Washington, D.C. — Today, the Center for American Progress released a new issue brief looking at what governors are doing to support state early childhood programs. The state-by-state analysis finds that 32 governors and the mayor of Washington, D.C., have proposed more than $2.93 billion in new funding for state child care, preschool, and home visiting programs. The sum is similar in scale to the additional early childhood funding included in last year’s appropriations deal passed by Congress. Key findings from the report include:
- Nationwide, children under the age of 6 would benefit from $123 per child in additional funding for early childhood programs.
- Fifteen governors proposed funding increases in excess of $100 per child under age 6. Seventeen governors requested $0 in additional funding for early childhood programs.
- States proposing the largest per-child funding increases, include Washington, D.C., ($1,014.87) Colorado ($595.30), California ($556.95), New Mexico ($424.24), and Oregon ($402.45).
- Preschool programs accounted for the bulk of proposed funding increases—with smaller requests for infant and toddler child care and home visiting programs.
The brief comes the same week that Washington Gov.

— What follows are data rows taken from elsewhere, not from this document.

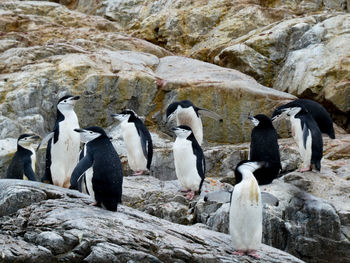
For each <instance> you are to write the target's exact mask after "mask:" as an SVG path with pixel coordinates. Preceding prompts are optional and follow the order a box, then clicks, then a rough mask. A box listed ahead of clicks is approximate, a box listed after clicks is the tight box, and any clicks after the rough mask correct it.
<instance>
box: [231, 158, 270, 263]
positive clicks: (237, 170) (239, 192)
mask: <svg viewBox="0 0 350 263" xmlns="http://www.w3.org/2000/svg"><path fill="white" fill-rule="evenodd" d="M263 166H264V163H263V162H252V161H241V162H240V163H238V165H237V166H236V169H235V175H236V176H239V177H241V178H242V181H241V182H240V183H239V184H236V185H235V188H234V190H233V192H232V195H231V204H230V215H229V230H230V235H231V239H232V243H233V247H234V248H235V252H234V254H236V255H244V254H248V255H250V256H253V257H256V258H259V255H258V254H257V253H256V250H257V249H258V248H259V246H260V245H261V238H262V219H263V213H262V202H261V193H260V189H259V185H258V183H257V181H256V179H255V177H254V175H253V172H254V171H255V170H257V169H259V168H262V167H263Z"/></svg>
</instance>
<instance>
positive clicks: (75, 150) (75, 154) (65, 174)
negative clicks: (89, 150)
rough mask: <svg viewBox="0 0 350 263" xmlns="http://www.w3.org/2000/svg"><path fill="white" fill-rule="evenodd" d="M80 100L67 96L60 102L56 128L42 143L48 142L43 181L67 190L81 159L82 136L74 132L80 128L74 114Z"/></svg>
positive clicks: (56, 118) (70, 95) (58, 109)
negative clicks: (63, 188) (81, 146)
mask: <svg viewBox="0 0 350 263" xmlns="http://www.w3.org/2000/svg"><path fill="white" fill-rule="evenodd" d="M78 99H79V96H71V95H66V96H64V97H62V98H61V99H60V100H59V101H58V104H57V117H56V123H55V127H54V128H53V131H52V132H51V133H49V134H48V135H47V136H46V137H45V138H44V139H43V141H42V142H41V144H44V143H46V142H48V143H47V149H46V167H45V174H44V177H43V178H42V179H41V180H42V181H49V182H50V183H53V184H54V185H57V186H61V187H66V188H68V187H69V185H70V177H71V174H72V172H73V169H74V167H75V166H76V165H77V163H78V159H79V148H80V136H79V134H78V133H76V132H75V131H74V129H77V128H79V122H78V117H77V115H76V114H75V112H74V105H75V103H76V102H77V100H78ZM39 148H40V145H39V147H38V149H39Z"/></svg>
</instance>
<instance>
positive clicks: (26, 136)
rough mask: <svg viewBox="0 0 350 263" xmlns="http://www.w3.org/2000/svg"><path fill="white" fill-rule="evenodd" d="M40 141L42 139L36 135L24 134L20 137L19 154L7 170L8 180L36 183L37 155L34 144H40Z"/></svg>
mask: <svg viewBox="0 0 350 263" xmlns="http://www.w3.org/2000/svg"><path fill="white" fill-rule="evenodd" d="M39 139H40V137H39V136H37V135H35V134H22V135H21V136H19V138H18V140H17V152H16V153H15V155H14V156H13V158H12V160H11V163H10V166H9V167H8V169H7V175H6V178H8V179H24V180H27V179H29V180H31V181H36V175H35V163H36V154H35V151H34V149H33V147H32V144H33V143H36V142H38V141H39Z"/></svg>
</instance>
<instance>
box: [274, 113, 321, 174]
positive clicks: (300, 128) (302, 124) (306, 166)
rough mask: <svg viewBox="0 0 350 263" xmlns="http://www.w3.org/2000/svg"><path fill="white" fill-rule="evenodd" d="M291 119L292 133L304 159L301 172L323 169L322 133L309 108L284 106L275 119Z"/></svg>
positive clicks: (299, 150)
mask: <svg viewBox="0 0 350 263" xmlns="http://www.w3.org/2000/svg"><path fill="white" fill-rule="evenodd" d="M288 117H289V119H290V123H291V128H292V135H293V137H294V140H295V142H296V144H297V145H298V149H299V153H300V155H301V158H302V160H303V167H302V168H301V169H300V170H299V171H300V172H306V171H311V170H312V169H316V170H317V171H320V170H321V159H322V154H323V139H322V133H321V131H320V129H319V127H318V125H317V123H316V121H315V120H314V118H313V117H312V115H311V114H310V113H309V112H308V110H307V109H306V108H305V107H303V106H300V107H291V108H284V109H283V110H282V113H281V114H280V115H277V116H275V117H274V118H275V119H281V118H288Z"/></svg>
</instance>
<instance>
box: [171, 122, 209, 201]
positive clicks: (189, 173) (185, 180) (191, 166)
mask: <svg viewBox="0 0 350 263" xmlns="http://www.w3.org/2000/svg"><path fill="white" fill-rule="evenodd" d="M173 131H174V132H175V134H176V140H175V142H174V144H173V153H174V164H175V172H176V176H177V178H178V180H179V182H180V184H181V185H182V187H183V188H184V189H185V191H186V192H187V195H186V197H187V199H189V200H192V199H193V198H194V195H195V192H198V193H200V191H201V188H202V185H203V181H204V178H205V158H204V154H203V150H202V148H201V147H200V145H199V144H198V142H197V140H196V138H195V136H194V134H193V132H192V130H191V128H190V127H188V126H186V125H180V126H178V127H175V128H173Z"/></svg>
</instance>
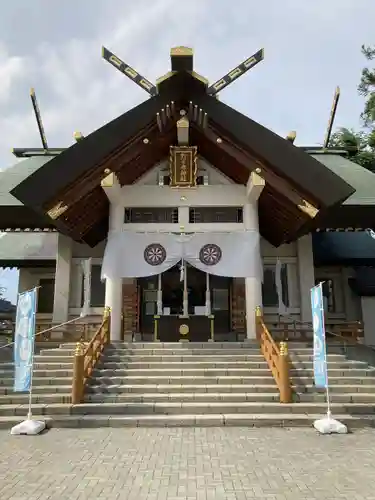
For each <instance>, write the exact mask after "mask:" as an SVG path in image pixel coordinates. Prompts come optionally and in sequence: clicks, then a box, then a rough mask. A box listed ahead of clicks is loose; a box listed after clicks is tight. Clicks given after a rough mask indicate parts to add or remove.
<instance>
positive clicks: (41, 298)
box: [37, 278, 55, 314]
mask: <svg viewBox="0 0 375 500" xmlns="http://www.w3.org/2000/svg"><path fill="white" fill-rule="evenodd" d="M39 286H40V288H39V290H38V301H37V312H38V313H42V314H50V313H52V311H53V298H54V295H55V278H41V279H40V280H39Z"/></svg>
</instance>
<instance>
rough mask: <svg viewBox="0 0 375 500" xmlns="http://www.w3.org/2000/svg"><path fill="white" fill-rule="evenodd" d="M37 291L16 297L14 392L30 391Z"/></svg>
mask: <svg viewBox="0 0 375 500" xmlns="http://www.w3.org/2000/svg"><path fill="white" fill-rule="evenodd" d="M36 300H37V289H36V288H34V289H33V290H29V291H28V292H24V293H20V294H19V295H18V304H17V313H16V329H15V333H14V368H15V373H14V387H13V390H14V391H15V392H27V391H30V389H31V380H32V370H33V355H34V340H35V313H36Z"/></svg>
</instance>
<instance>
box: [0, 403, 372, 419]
mask: <svg viewBox="0 0 375 500" xmlns="http://www.w3.org/2000/svg"><path fill="white" fill-rule="evenodd" d="M331 409H332V413H333V414H334V415H335V414H341V415H344V414H345V413H348V414H350V415H372V414H373V415H374V417H375V406H374V405H373V404H368V403H345V404H342V403H332V404H331ZM31 410H32V413H33V414H39V415H56V414H65V415H155V414H156V415H175V414H178V415H184V414H188V415H191V414H193V415H210V414H216V415H217V414H220V415H223V414H228V413H230V414H234V413H237V414H246V415H252V414H256V415H261V414H280V413H281V414H287V413H291V414H297V415H303V414H305V415H316V416H317V418H318V416H320V415H325V414H326V412H327V406H326V404H325V403H289V404H280V403H278V402H261V403H259V402H253V401H246V402H229V403H228V402H223V401H219V402H206V401H202V402H199V401H192V402H185V401H184V402H171V401H168V402H156V403H155V402H139V403H133V402H126V403H82V404H78V405H71V404H48V405H47V404H32V406H31ZM27 412H28V405H27V404H25V405H1V406H0V416H12V415H15V416H23V415H27Z"/></svg>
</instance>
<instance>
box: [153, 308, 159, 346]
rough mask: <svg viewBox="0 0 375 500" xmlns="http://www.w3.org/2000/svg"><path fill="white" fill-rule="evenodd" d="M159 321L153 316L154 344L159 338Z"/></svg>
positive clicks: (155, 315) (158, 316) (158, 317)
mask: <svg viewBox="0 0 375 500" xmlns="http://www.w3.org/2000/svg"><path fill="white" fill-rule="evenodd" d="M159 319H160V316H159V315H157V314H155V316H154V342H159V338H158V327H159Z"/></svg>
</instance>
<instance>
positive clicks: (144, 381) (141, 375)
mask: <svg viewBox="0 0 375 500" xmlns="http://www.w3.org/2000/svg"><path fill="white" fill-rule="evenodd" d="M42 380H44V379H42ZM52 380H55V381H56V383H57V382H58V381H59V380H60V379H57V378H56V379H52ZM291 380H292V383H293V384H294V385H296V384H298V385H302V386H303V385H310V384H311V383H312V378H311V377H307V376H306V377H304V376H300V375H298V376H292V377H291ZM157 381H158V382H159V383H160V384H181V385H183V384H188V385H190V384H191V382H192V378H191V376H189V375H174V376H173V375H160V376H158V377H157ZM273 381H274V379H273V377H272V374H271V372H268V373H267V375H264V376H256V375H252V374H250V373H248V374H245V375H243V376H216V375H208V374H207V375H204V376H196V377H194V384H196V385H198V384H203V385H205V384H207V383H210V384H219V385H221V384H229V385H233V384H235V385H237V384H249V385H258V384H264V383H272V382H273ZM153 382H155V375H150V376H147V375H126V376H125V375H124V376H119V377H116V376H110V377H105V376H104V377H101V376H98V377H95V378H93V379H90V380H89V382H88V385H93V384H94V385H102V386H106V385H108V384H111V385H124V384H127V383H129V384H136V385H137V384H150V383H153ZM51 383H55V382H52V381H51ZM329 383H330V386H333V385H336V384H340V385H343V384H349V385H375V378H374V377H363V378H358V377H350V376H345V377H344V376H342V377H337V378H335V377H331V378H330V380H329Z"/></svg>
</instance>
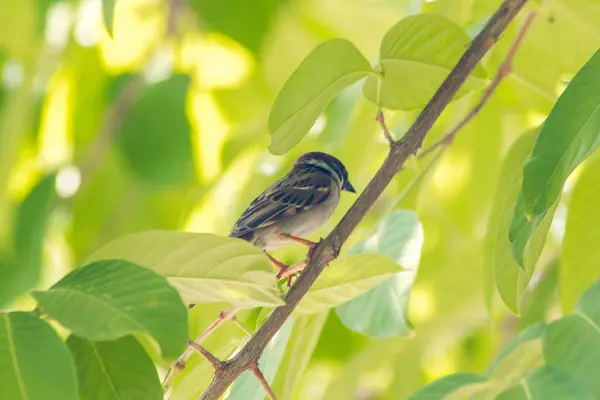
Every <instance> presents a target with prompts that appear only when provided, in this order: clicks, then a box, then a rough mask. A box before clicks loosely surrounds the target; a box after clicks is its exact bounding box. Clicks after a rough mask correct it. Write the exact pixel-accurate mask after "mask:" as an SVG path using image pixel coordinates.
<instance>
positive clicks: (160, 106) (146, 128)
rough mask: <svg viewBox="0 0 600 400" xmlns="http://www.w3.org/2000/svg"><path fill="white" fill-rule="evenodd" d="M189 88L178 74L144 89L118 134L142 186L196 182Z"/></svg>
mask: <svg viewBox="0 0 600 400" xmlns="http://www.w3.org/2000/svg"><path fill="white" fill-rule="evenodd" d="M189 85H190V77H189V76H188V75H182V74H177V75H173V76H171V77H170V78H168V79H166V80H163V81H160V82H157V83H155V84H153V85H151V86H147V87H145V88H144V89H142V93H141V95H140V98H139V100H138V101H137V102H136V103H135V104H134V105H133V107H132V108H131V110H130V111H129V113H127V116H126V117H125V120H124V121H123V124H122V126H121V128H120V130H119V132H118V133H117V144H118V148H119V150H120V151H121V153H122V154H123V155H124V157H125V161H126V162H127V164H128V165H129V167H130V168H131V169H132V171H133V173H134V174H135V176H136V177H137V178H138V179H139V180H141V181H142V182H144V183H147V184H149V185H160V186H185V185H187V184H189V183H190V182H192V181H193V180H194V179H195V178H194V176H195V171H194V156H193V151H192V139H191V126H190V122H189V120H188V118H187V115H186V109H187V107H186V100H187V93H188V88H189ZM125 89H128V87H127V86H126V87H125Z"/></svg>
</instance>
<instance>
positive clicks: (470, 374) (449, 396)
mask: <svg viewBox="0 0 600 400" xmlns="http://www.w3.org/2000/svg"><path fill="white" fill-rule="evenodd" d="M486 384H487V378H485V377H483V376H479V375H474V374H467V373H458V374H454V375H449V376H446V377H444V378H441V379H438V380H437V381H435V382H432V383H430V384H429V385H427V386H425V387H424V388H423V389H421V390H419V391H417V392H415V393H413V394H412V395H411V396H410V397H409V398H408V400H439V399H450V398H453V399H454V398H457V399H458V398H468V395H469V394H471V395H472V394H475V393H477V392H478V391H479V389H480V388H484V387H485V386H486ZM461 395H462V397H460V396H461ZM452 396H454V397H452Z"/></svg>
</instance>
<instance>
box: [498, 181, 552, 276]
mask: <svg viewBox="0 0 600 400" xmlns="http://www.w3.org/2000/svg"><path fill="white" fill-rule="evenodd" d="M523 201H524V200H523V192H521V193H520V194H519V197H518V198H517V203H516V205H515V209H514V211H513V216H512V219H511V221H510V227H509V229H508V240H509V241H510V244H511V252H512V255H513V257H514V259H515V261H516V262H517V263H518V264H519V266H520V267H522V268H524V266H525V263H526V261H525V257H526V254H525V253H526V251H527V245H528V244H529V243H530V242H529V240H530V239H531V237H532V236H533V234H534V233H535V232H536V231H537V230H538V228H539V227H540V225H541V224H542V223H545V224H550V223H552V218H553V217H554V211H555V210H556V207H557V206H558V203H556V204H555V205H554V206H553V207H552V208H551V209H550V210H548V211H545V212H544V213H542V214H541V215H538V216H536V217H534V218H533V219H532V220H530V219H528V218H527V215H526V214H525V205H524V203H523ZM548 226H549V225H548ZM546 231H547V230H546ZM544 239H545V235H544ZM544 241H545V240H544ZM540 245H542V246H543V242H540ZM537 258H538V257H536V260H537Z"/></svg>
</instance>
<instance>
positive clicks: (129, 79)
mask: <svg viewBox="0 0 600 400" xmlns="http://www.w3.org/2000/svg"><path fill="white" fill-rule="evenodd" d="M143 87H144V80H143V78H142V76H141V75H140V74H136V75H134V76H132V77H131V78H129V79H128V80H127V82H125V84H124V85H123V88H122V89H121V91H120V92H119V94H118V97H117V99H116V100H115V102H114V103H113V105H112V106H111V107H110V109H109V110H108V112H107V113H106V117H105V118H104V121H103V122H102V126H101V127H100V130H99V131H98V133H97V134H96V136H95V137H94V140H93V141H92V142H91V143H90V145H89V146H88V148H87V152H86V154H85V156H84V158H83V160H84V161H83V163H82V164H81V167H80V171H81V181H82V182H83V184H85V183H86V182H87V181H88V179H87V178H88V177H90V176H91V175H93V174H94V172H95V171H96V169H97V168H98V166H99V165H100V163H101V162H102V160H103V159H104V156H105V154H106V152H107V151H108V150H109V149H110V147H111V146H112V144H113V142H114V141H115V139H116V137H117V134H118V133H119V129H120V127H121V125H123V122H124V121H125V117H126V116H127V114H129V111H131V108H132V107H133V105H134V104H135V103H136V102H137V100H138V99H139V97H140V94H141V92H142V89H143ZM80 190H81V189H80Z"/></svg>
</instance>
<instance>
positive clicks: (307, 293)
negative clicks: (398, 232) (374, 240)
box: [295, 254, 411, 315]
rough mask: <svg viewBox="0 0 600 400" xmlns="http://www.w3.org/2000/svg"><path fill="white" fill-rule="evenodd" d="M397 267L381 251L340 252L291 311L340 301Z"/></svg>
mask: <svg viewBox="0 0 600 400" xmlns="http://www.w3.org/2000/svg"><path fill="white" fill-rule="evenodd" d="M400 271H402V269H401V268H400V267H399V266H398V264H396V263H395V262H394V260H392V259H390V258H388V257H386V256H384V255H381V254H349V255H345V256H342V257H340V258H338V259H336V260H334V261H333V262H332V263H331V264H330V265H328V266H327V268H325V270H324V271H323V273H322V274H321V276H319V279H317V281H316V282H315V283H314V285H312V287H311V288H310V289H309V291H308V293H306V296H304V298H302V301H301V302H300V304H299V305H298V307H297V308H296V311H295V313H296V314H295V315H302V314H309V313H314V312H320V311H324V310H327V309H330V308H333V307H335V306H338V305H340V304H344V303H345V302H347V301H349V300H352V299H354V298H355V297H358V296H360V295H361V294H363V293H364V292H366V291H368V290H370V289H372V288H374V287H375V286H377V285H379V284H380V283H382V282H383V281H385V280H386V279H389V278H392V277H393V276H395V275H396V274H397V273H399V272H400ZM403 273H411V271H405V272H403Z"/></svg>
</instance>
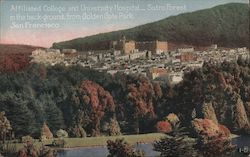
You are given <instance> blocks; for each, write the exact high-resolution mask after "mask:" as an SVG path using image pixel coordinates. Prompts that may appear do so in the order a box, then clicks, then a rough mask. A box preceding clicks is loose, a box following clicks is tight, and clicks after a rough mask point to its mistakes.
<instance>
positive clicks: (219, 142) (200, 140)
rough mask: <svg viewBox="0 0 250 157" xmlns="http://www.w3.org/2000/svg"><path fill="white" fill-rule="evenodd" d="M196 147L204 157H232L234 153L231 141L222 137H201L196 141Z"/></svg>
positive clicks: (228, 139)
mask: <svg viewBox="0 0 250 157" xmlns="http://www.w3.org/2000/svg"><path fill="white" fill-rule="evenodd" d="M197 147H198V149H199V151H200V154H202V155H203V156H204V157H214V156H219V157H232V156H233V154H234V151H235V146H234V145H232V144H231V140H230V139H229V138H226V137H223V136H213V137H207V138H202V137H201V138H199V139H198V143H197Z"/></svg>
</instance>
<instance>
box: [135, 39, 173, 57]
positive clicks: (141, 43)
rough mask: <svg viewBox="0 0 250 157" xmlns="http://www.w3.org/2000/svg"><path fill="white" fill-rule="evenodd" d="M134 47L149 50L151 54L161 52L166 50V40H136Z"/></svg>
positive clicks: (166, 49) (166, 48)
mask: <svg viewBox="0 0 250 157" xmlns="http://www.w3.org/2000/svg"><path fill="white" fill-rule="evenodd" d="M135 47H136V49H138V50H139V51H151V52H152V53H153V54H161V53H163V52H166V51H168V42H166V41H158V40H156V41H144V42H136V46H135Z"/></svg>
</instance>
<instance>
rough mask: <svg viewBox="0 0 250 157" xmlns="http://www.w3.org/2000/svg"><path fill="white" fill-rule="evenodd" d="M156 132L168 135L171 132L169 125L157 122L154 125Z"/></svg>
mask: <svg viewBox="0 0 250 157" xmlns="http://www.w3.org/2000/svg"><path fill="white" fill-rule="evenodd" d="M156 129H157V132H161V133H170V132H171V131H172V127H171V124H170V123H169V122H167V121H159V122H157V124H156Z"/></svg>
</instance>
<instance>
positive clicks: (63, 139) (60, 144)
mask: <svg viewBox="0 0 250 157" xmlns="http://www.w3.org/2000/svg"><path fill="white" fill-rule="evenodd" d="M52 145H53V146H55V147H61V148H63V147H64V146H65V145H66V141H65V140H64V139H55V140H53V142H52Z"/></svg>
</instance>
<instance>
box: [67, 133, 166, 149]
mask: <svg viewBox="0 0 250 157" xmlns="http://www.w3.org/2000/svg"><path fill="white" fill-rule="evenodd" d="M163 136H165V135H164V134H161V133H151V134H139V135H122V136H101V137H87V138H65V141H66V145H65V148H74V147H92V146H106V144H107V140H115V139H117V138H124V139H125V141H127V142H128V143H130V144H136V143H137V142H139V143H149V142H154V141H155V140H159V139H160V138H161V137H163Z"/></svg>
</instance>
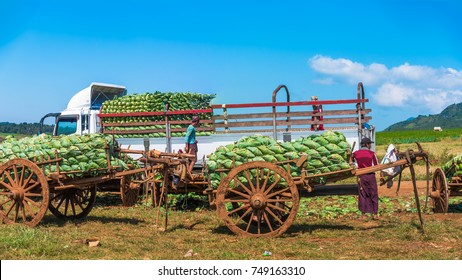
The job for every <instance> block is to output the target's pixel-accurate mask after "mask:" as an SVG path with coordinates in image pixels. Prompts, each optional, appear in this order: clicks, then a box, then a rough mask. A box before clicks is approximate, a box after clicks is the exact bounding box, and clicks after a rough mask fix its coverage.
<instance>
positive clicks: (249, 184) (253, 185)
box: [244, 170, 256, 192]
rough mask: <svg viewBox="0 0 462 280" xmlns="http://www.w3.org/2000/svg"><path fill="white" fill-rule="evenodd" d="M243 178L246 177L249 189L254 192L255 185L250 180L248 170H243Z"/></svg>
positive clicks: (249, 175)
mask: <svg viewBox="0 0 462 280" xmlns="http://www.w3.org/2000/svg"><path fill="white" fill-rule="evenodd" d="M244 174H245V178H246V179H247V182H248V183H249V186H250V189H251V190H252V192H255V191H256V190H255V186H254V185H253V184H252V180H251V179H250V172H249V171H248V170H244Z"/></svg>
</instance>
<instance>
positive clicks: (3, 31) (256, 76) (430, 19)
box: [0, 0, 462, 130]
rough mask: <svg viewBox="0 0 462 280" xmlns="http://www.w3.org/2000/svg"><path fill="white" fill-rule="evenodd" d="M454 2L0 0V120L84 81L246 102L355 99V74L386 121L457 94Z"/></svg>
mask: <svg viewBox="0 0 462 280" xmlns="http://www.w3.org/2000/svg"><path fill="white" fill-rule="evenodd" d="M461 12H462V4H461V3H460V1H449V0H440V1H436V0H426V1H417V0H401V1H394V0H391V1H354V0H352V1H328V0H324V1H289V0H288V1H271V0H267V1H240V0H234V1H200V0H198V1H137V0H134V1H121V0H113V1H98V0H92V1H87V0H80V1H21V0H18V1H8V0H0V27H1V33H0V97H1V99H0V100H1V102H2V107H1V110H0V122H3V121H9V122H37V121H38V120H39V119H40V118H41V117H42V116H43V115H44V114H46V113H48V112H57V111H61V110H63V109H64V108H65V107H66V105H67V102H68V101H69V99H70V98H71V97H72V95H73V94H74V93H76V92H77V91H79V90H81V89H83V88H85V87H87V86H88V85H90V83H91V82H104V83H114V84H119V85H124V86H126V87H127V89H128V92H129V93H143V92H153V91H156V90H159V91H189V92H202V93H216V94H217V96H218V97H217V99H216V100H215V102H216V103H246V102H268V101H270V100H271V93H272V91H273V90H274V89H275V88H276V87H277V86H278V85H280V84H285V85H286V86H287V87H288V88H289V91H290V92H291V99H292V100H294V101H299V100H308V99H309V97H310V96H311V95H318V96H319V99H320V100H332V99H351V98H354V97H355V96H356V85H357V83H358V82H360V81H361V82H363V83H364V86H365V90H366V97H367V98H369V99H370V103H369V105H368V107H369V108H372V110H373V111H372V117H373V121H372V122H371V123H372V124H374V125H375V126H376V127H377V128H378V129H379V130H382V129H385V128H386V127H388V126H389V125H391V124H393V123H395V122H398V121H402V120H405V119H407V118H409V117H415V116H418V115H428V114H435V113H439V112H440V111H441V110H442V109H444V108H445V107H446V106H448V105H450V104H453V103H459V102H462V52H461V50H462V34H461V33H462V31H461V30H462V29H461V28H460V27H461V26H462V17H461V16H460V15H461ZM280 101H282V99H281V100H280ZM325 109H327V108H325ZM442 126H444V125H442Z"/></svg>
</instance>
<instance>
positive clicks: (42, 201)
mask: <svg viewBox="0 0 462 280" xmlns="http://www.w3.org/2000/svg"><path fill="white" fill-rule="evenodd" d="M112 149H116V150H117V149H118V148H112ZM109 150H110V147H108V145H106V151H107V152H106V156H107V168H105V169H98V170H91V171H90V172H87V173H83V172H82V171H72V172H63V171H61V168H60V164H61V162H62V159H61V158H59V153H57V154H56V158H53V159H51V158H48V159H46V160H43V159H41V160H37V159H34V160H33V161H31V160H28V159H22V158H18V159H12V160H9V161H8V162H6V163H5V164H2V165H0V220H1V221H2V222H3V223H6V224H11V223H22V224H25V225H28V226H32V227H33V226H36V225H37V224H38V223H39V222H40V221H41V220H42V218H43V217H44V215H45V213H46V211H47V209H49V210H50V212H51V213H52V214H53V215H55V216H56V217H58V218H60V219H64V220H71V219H80V218H84V217H86V216H87V215H88V213H90V211H91V209H92V207H93V204H94V203H95V199H96V192H97V190H100V191H112V190H114V188H118V189H119V190H120V192H117V193H118V194H120V195H121V198H122V201H123V203H124V205H133V204H134V203H135V202H136V201H137V200H138V198H139V193H140V189H141V186H142V184H144V183H145V182H146V180H145V178H146V174H150V173H152V171H150V170H151V169H152V168H155V166H147V165H145V166H144V167H142V168H135V167H134V166H129V169H128V170H120V167H117V166H111V157H110V151H109ZM112 152H113V151H112ZM116 152H119V151H116ZM125 152H126V153H131V152H134V153H138V152H140V151H130V150H125ZM47 165H55V166H56V172H52V173H49V174H48V175H45V166H47ZM94 174H97V175H94Z"/></svg>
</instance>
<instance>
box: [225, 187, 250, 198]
mask: <svg viewBox="0 0 462 280" xmlns="http://www.w3.org/2000/svg"><path fill="white" fill-rule="evenodd" d="M229 191H230V192H232V193H235V194H237V195H240V196H241V197H245V198H247V199H248V198H250V195H248V194H245V193H241V192H240V191H236V190H235V189H229Z"/></svg>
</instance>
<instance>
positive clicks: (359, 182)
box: [353, 137, 379, 220]
mask: <svg viewBox="0 0 462 280" xmlns="http://www.w3.org/2000/svg"><path fill="white" fill-rule="evenodd" d="M372 143H374V142H373V141H371V139H369V138H367V137H365V138H363V139H361V148H360V149H359V150H357V151H356V152H354V153H353V159H354V160H355V162H356V164H357V166H358V168H359V169H361V168H365V167H370V166H373V165H378V161H377V156H376V155H375V153H374V152H373V151H371V144H372ZM358 193H359V196H358V208H359V211H361V220H364V219H365V218H366V213H370V214H372V216H373V219H374V220H378V219H379V216H378V215H377V213H378V208H379V207H378V202H379V194H378V188H377V180H376V179H375V173H374V172H371V173H367V174H364V175H360V176H359V183H358Z"/></svg>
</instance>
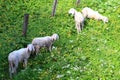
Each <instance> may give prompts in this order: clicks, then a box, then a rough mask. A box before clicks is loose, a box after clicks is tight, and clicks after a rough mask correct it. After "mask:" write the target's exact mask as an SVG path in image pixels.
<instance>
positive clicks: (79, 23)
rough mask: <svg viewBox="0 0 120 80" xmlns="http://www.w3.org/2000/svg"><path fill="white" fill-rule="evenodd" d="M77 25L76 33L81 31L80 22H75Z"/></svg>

Jay Inslee (D) signed H.B. 1344, which sets a goal of capping child care expenses at 7 percent of a family’s income by 2025. The bill is a first-of-its-kind piece of legislation at the state level and mirrors the income cap that would be established under the Child Care for Working Families Act, the leading child care affordability bill in Congress.
“In making this funding a priority, governors are sending a loud and clear message to state legislatures and Congress that the days of underfunding early childhood programs need to end,” said Simon Workman, director of Early Childhood Policy at CAP. “Adequately funding these programs is critical to help families afford child care expenses, keep parents in the workforce, and ensure providers are paid livable wages.”